WFU-TLC / flc_discussion_board

A repository for discussing questions and issues in the Data Analysis with R (FLC)
https://wfu-tlc.github.io/
0 stars 0 forks source link

TIP: Keep variables, data table headers, AND code values in one_word format #11

Open adanieljohnson opened 5 years ago

adanieljohnson commented 5 years ago

Best practice for naming columns in data tables is to give each column a one-word or snake_case title. This makes it easier to call in the columns as variables. I learned this applies to the code values entered in the columns too.

At our last meeting I said I was having trouble using cor.test to get Pearson correlations on word frequencies. I could calculate it for one part of my dataset but other subsets failed to run properly. Jerid pointed out I used text with spaces and punctuation to code values in my CSV source file and suggested re-coding to simpler one-word terms. I used Search/Replace in Excel to switch my coding terms from/to:

Either extra spaces and punctuation was the problem, or I had a hidden typo, but simplifying the code terms solved the problem.

medewitt commented 5 years ago

@adanieljohnson great points and a good topic to discuss!

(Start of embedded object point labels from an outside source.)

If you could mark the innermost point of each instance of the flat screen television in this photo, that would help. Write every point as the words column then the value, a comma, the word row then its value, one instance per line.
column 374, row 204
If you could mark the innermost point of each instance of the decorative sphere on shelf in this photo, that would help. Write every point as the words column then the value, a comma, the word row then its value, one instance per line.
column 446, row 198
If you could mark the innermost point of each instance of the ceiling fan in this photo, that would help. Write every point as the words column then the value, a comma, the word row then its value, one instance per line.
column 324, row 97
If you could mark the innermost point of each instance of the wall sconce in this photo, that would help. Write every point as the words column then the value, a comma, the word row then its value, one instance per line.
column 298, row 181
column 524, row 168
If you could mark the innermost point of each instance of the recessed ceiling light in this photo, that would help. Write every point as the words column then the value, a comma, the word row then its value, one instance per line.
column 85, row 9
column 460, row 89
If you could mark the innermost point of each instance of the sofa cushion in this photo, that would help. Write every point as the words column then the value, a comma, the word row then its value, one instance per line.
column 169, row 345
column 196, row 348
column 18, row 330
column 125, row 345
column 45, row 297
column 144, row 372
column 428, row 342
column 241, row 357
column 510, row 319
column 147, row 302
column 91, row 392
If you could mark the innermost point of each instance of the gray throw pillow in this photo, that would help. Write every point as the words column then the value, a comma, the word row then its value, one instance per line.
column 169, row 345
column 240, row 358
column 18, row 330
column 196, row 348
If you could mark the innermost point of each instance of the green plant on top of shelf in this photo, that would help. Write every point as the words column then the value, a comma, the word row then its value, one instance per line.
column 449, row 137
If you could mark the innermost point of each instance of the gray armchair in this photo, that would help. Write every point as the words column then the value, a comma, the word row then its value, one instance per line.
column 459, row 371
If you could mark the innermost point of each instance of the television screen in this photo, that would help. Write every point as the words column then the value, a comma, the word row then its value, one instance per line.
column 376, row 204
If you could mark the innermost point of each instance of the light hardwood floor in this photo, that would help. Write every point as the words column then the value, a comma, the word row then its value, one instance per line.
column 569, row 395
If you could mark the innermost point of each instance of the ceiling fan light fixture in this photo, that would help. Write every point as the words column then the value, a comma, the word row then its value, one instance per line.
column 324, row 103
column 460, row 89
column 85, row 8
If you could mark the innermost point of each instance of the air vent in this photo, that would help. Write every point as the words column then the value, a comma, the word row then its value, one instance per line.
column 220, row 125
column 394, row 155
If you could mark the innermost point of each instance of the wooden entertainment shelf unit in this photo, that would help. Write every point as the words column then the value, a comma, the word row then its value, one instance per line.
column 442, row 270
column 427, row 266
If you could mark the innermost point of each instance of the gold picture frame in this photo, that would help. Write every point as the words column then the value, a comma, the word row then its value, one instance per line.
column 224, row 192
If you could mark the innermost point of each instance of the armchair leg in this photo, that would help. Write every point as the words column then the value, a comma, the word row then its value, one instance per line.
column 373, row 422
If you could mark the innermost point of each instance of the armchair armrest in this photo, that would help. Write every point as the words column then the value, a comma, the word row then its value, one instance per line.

There is a function that can convert "improper" R names (e.g. spaces and invalid characters) to proper R names. It looks like the following:

names(your_data) <- make.names(names(your_data))

This function replaces all spaces with period and removes invalid characters. It is a quick trick to make proper title names.

Additionally, Karl Broman and Kara Woo wrote a neat journal article on organization of data in spreadsheets which is a great reference and located here. Both are avid R users AND biostats folks.

francojc commented 5 years ago

The janitor package also has a slew of functions for examining and cleaning data, including clean_names() to deal with non-conventional column names in data.frames.